High occupancy rates make apartment hunting harder
- September 2005: 92 percent.
- September 2006: 97 percent.
- October 2007: 98 percent.
- August 2008: 98 percent.
- September 2009: 93 percent.
- September 2010: 92 percent.
- June 2011: 97 percent.
Apartment hunters beware.
Finding a place to live in Odessa just got a little bit harder, according to a recent apartment survey presented by the Odessa Chamber of Commerce during the Odessa Development Corporation meeting Thursday afternoon.
Guy Andrews, Chamber of Commerce economic development director, reported during economic agency reports that Odessa has a 97 percent occupancy rate according to the chamber’s apartment report.
The chamber conducts the survey every year, sending mail-outs and making phone calls throughout the city. Eighty-six apartment complexes were sent surveys with 78 complexes responding. The total number of apartment units reported by the survey participants was 8,863 units.
The rate is up 5 percent from the last apartment survey conducted in September 2010. The rate increase is particularly concerning, Andrews said, as plans continue with the Summit Texas Clean Energy project.
The Summit project is expected to create up to 2,000 construction jobs to build a coal-gasification plant in Ector County. Around 150 full-time jobs will be created after construction.
“If we’re at 100 percent occupancy, where will they live?” newly appointed ODC secretary Charles Carlson asked.
Andrews said it’s up to private investors with Summit to decide how to house the impending influx of workers in Odessa.
“If you bring in 2,000 construction workers, where do you bring those people? It’s a concern, but a private development drives that,” Andrews said. “I don’t think we’d be involved at all in providing any type of housing.”
Carlson added that people who are moving to Odessa will probably be opting to live in an apartment before they consider buying a house to live in. ODC members also speculated how the lack of apartment housing might affect Odessa’s sales-tax revenue.
“We know some people live over there (Midland), but a lot of it has to do with where they’re working and where they decide to shop,” Andrews said. “You probably have as much traffic between Midland and Odessa. You’re dealing with something you have a gut feeling for, but unless someone does a study, it’s one of those unknowables.”
In other business, David Miller, vice chancellor for research and commercialization for Texas Tech, updated the board on the National Institute for Renewable Energy and the Texas Wind Energy Institute.
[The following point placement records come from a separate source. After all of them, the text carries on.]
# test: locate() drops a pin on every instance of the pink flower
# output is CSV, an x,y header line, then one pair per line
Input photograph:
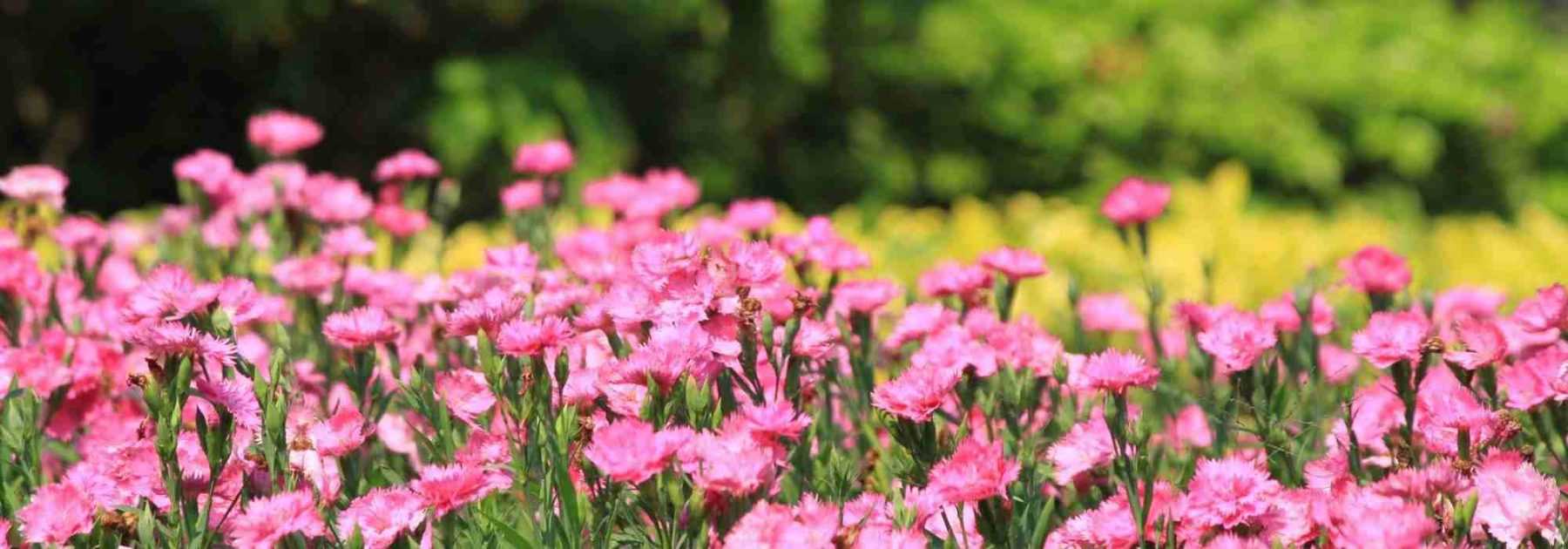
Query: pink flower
x,y
282,133
544,157
752,214
1109,313
523,196
1238,341
1136,201
1389,337
382,517
268,519
631,452
1375,270
447,488
55,513
974,472
1544,311
1484,344
1015,262
360,329
533,337
341,201
1227,494
1112,370
916,392
1085,447
206,166
464,392
952,278
1517,501
341,433
407,165
37,184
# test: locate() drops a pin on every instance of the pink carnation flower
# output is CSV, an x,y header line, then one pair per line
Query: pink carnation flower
x,y
407,165
1375,270
974,472
1136,201
360,329
544,157
282,133
1389,337
268,519
35,184
629,451
1238,341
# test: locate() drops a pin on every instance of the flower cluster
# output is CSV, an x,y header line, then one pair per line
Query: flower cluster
x,y
262,368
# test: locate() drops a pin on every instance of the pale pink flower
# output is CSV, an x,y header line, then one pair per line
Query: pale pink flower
x,y
358,329
523,196
1113,370
447,488
1015,262
544,157
1517,501
382,515
282,133
1484,344
976,471
629,451
464,392
1238,341
1136,201
55,513
1546,309
37,184
1375,270
1389,337
268,519
407,165
756,214
1109,313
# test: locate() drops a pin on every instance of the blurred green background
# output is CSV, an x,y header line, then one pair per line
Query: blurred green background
x,y
1460,105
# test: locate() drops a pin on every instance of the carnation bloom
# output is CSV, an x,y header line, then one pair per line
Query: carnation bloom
x,y
974,472
1109,313
1136,201
1015,262
1484,344
1236,341
360,329
1389,337
1517,501
382,515
37,184
1375,270
1112,370
282,133
631,452
407,165
523,195
1227,494
447,488
55,513
268,519
544,157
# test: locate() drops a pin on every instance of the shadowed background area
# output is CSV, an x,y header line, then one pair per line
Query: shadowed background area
x,y
1450,105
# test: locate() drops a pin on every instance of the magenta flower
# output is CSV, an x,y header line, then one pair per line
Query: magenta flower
x,y
282,133
1389,337
1375,270
1136,201
1238,341
544,157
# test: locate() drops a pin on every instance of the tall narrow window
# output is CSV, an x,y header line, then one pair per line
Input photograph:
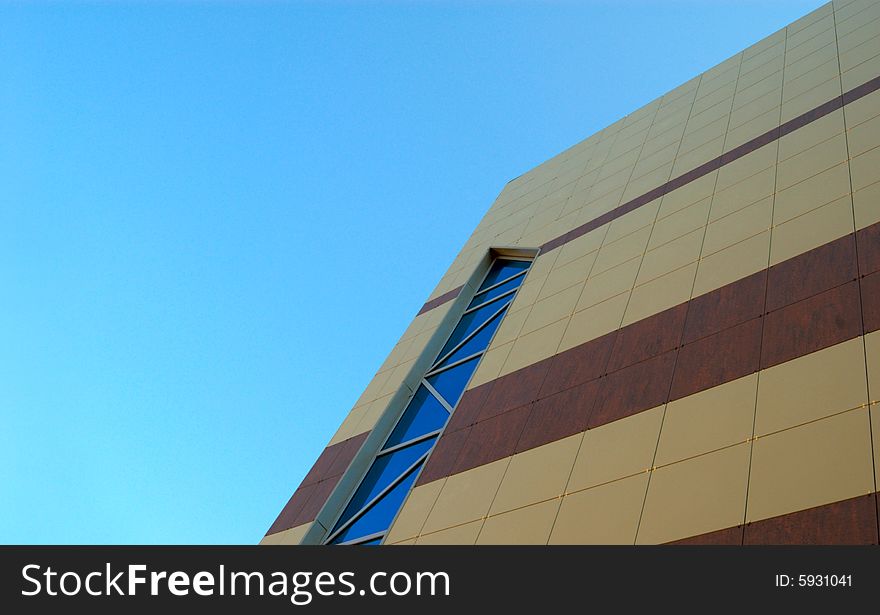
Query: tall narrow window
x,y
370,511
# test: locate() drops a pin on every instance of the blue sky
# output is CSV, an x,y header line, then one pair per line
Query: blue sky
x,y
217,218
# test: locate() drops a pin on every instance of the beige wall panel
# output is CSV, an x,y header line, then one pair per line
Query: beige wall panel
x,y
709,420
414,512
532,347
607,514
864,169
490,365
466,496
680,223
811,230
688,194
746,167
754,188
525,526
739,226
552,309
809,194
811,387
670,256
291,536
465,534
875,432
812,161
872,356
865,205
660,293
536,475
594,321
814,464
616,450
864,137
609,283
696,496
733,263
Miller revealed plans on a new undergraduate program at Texas Tech into which students from two-year colleges can transfer.
More positive news occurred at the beginning of the meeting as the ODC’s newest member Kriston Crow and returning member Frank Deaderick took their oath of office.
During officer appointments, Austin Keith was re-appointed president, Rick Carlton was appointed vice president, James Zentner remained treasurer and Norma Auguilar-Grimaldo remained assistant treasurer.
ODC members tabled a request to approve appointments to the compliance committee due to the resignation of Terry Richey, which left one position on the committee open. Appointments to the budget committee were approved, with one position open as P.A. Lyon completed the three-term restriction.
During appointments for the partnership, enterprise and advertising committees, Carlson and Keith replaced Tom McMinn and Russell Subia on the Odessa enterprise zone committee, Crow replaced Keith on the advertising committee while Carlton and Deaderick remained on the partnership committee.
Zetner gave a review of the proposed 2011-2012 budget, which the ODC will revise and approve during its August meeting.